According to Decrypt, Midjourney, a generative image creation tool, announced plans to introduce a text-to-video model within the next few months. The company will begin training its video models starting in January, according to CEO David Holz during an 'Office Hour' Discord session. This move represents a natural progression for the platform, building upon a mature image model to stir the competitive dynamics of the generative video industry.
The Discord session notes included planned tweaks for V6 Niji, Midjourney's manga/anime generator model, and consistency fixes for the upcoming official release of Midjourney V6. The company also wrote that its to-do list calls for 'training for new video models to commence,' which could potentially be ready 'in a few months.' No further information about the model was shared by either Holz or the Midjourney team.
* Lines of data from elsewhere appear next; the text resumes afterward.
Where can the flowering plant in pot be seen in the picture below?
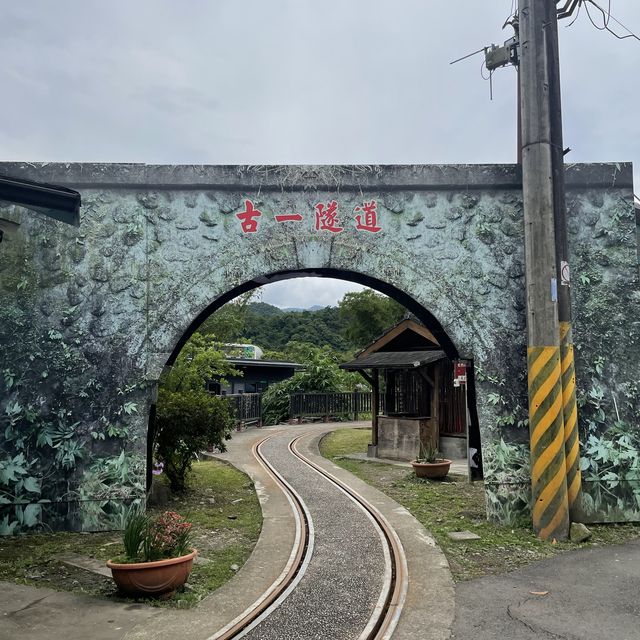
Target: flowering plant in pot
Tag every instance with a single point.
(158, 555)
(430, 463)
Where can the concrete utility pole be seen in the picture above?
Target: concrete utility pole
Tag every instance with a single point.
(546, 424)
(569, 404)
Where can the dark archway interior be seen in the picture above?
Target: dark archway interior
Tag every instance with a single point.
(426, 317)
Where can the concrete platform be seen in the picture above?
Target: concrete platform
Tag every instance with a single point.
(458, 467)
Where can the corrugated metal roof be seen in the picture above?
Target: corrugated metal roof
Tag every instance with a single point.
(276, 364)
(394, 359)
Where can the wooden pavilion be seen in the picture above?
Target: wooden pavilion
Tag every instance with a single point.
(414, 400)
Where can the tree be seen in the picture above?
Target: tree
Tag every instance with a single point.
(188, 418)
(321, 374)
(368, 314)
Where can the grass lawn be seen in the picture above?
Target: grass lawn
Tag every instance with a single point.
(455, 505)
(225, 512)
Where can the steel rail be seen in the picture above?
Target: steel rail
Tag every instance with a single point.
(294, 569)
(387, 612)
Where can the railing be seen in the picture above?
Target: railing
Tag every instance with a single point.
(327, 405)
(247, 408)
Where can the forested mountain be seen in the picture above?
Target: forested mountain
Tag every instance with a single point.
(273, 328)
(358, 319)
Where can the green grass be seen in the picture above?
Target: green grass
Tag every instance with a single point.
(222, 505)
(455, 505)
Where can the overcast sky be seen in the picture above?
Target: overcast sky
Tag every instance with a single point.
(295, 82)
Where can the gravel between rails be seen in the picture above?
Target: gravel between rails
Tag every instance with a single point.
(337, 595)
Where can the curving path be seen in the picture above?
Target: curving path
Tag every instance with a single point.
(335, 593)
(340, 585)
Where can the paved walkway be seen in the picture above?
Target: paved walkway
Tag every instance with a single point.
(582, 595)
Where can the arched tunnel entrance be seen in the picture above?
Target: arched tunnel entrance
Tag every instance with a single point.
(471, 431)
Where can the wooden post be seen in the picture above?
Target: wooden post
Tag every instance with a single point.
(569, 403)
(546, 426)
(435, 406)
(375, 408)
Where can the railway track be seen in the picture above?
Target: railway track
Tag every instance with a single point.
(389, 605)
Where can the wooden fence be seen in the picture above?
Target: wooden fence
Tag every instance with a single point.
(247, 408)
(327, 405)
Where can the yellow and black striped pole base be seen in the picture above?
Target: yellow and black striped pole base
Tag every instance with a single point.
(570, 415)
(546, 429)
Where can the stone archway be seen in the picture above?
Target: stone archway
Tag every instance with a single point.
(93, 314)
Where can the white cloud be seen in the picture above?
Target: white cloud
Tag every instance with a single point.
(293, 81)
(307, 292)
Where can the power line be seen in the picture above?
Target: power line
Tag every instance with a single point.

Midjourney's venture into video comes in the wake of releases from the competition, such as Stability AI's Stable Video Diffusion, Meta's EMU video generator, and existing models like Pika and Runway ML. Additionally, other image generators like Leonardo AI have already implemented video generation capabilities, further intensifying the race. The recent v6 update from Midjourney, boasting improved prompt following and more realistic images, is the company's most recent effort to stay relevant and competitive. If its models show some cohesion, they could gain solid ground in such a nascent field, even with models that are still far from perfect. The implications of these developments extend far beyond a corporate race for supremacy, as the creative and media industries stand on the brink of a transformative era. The ability to generate, manipulate, and interact with video content through AI opens up many possibilities, from making things easier for entertainers and advertisers to potentially reshaping how we perceive reality.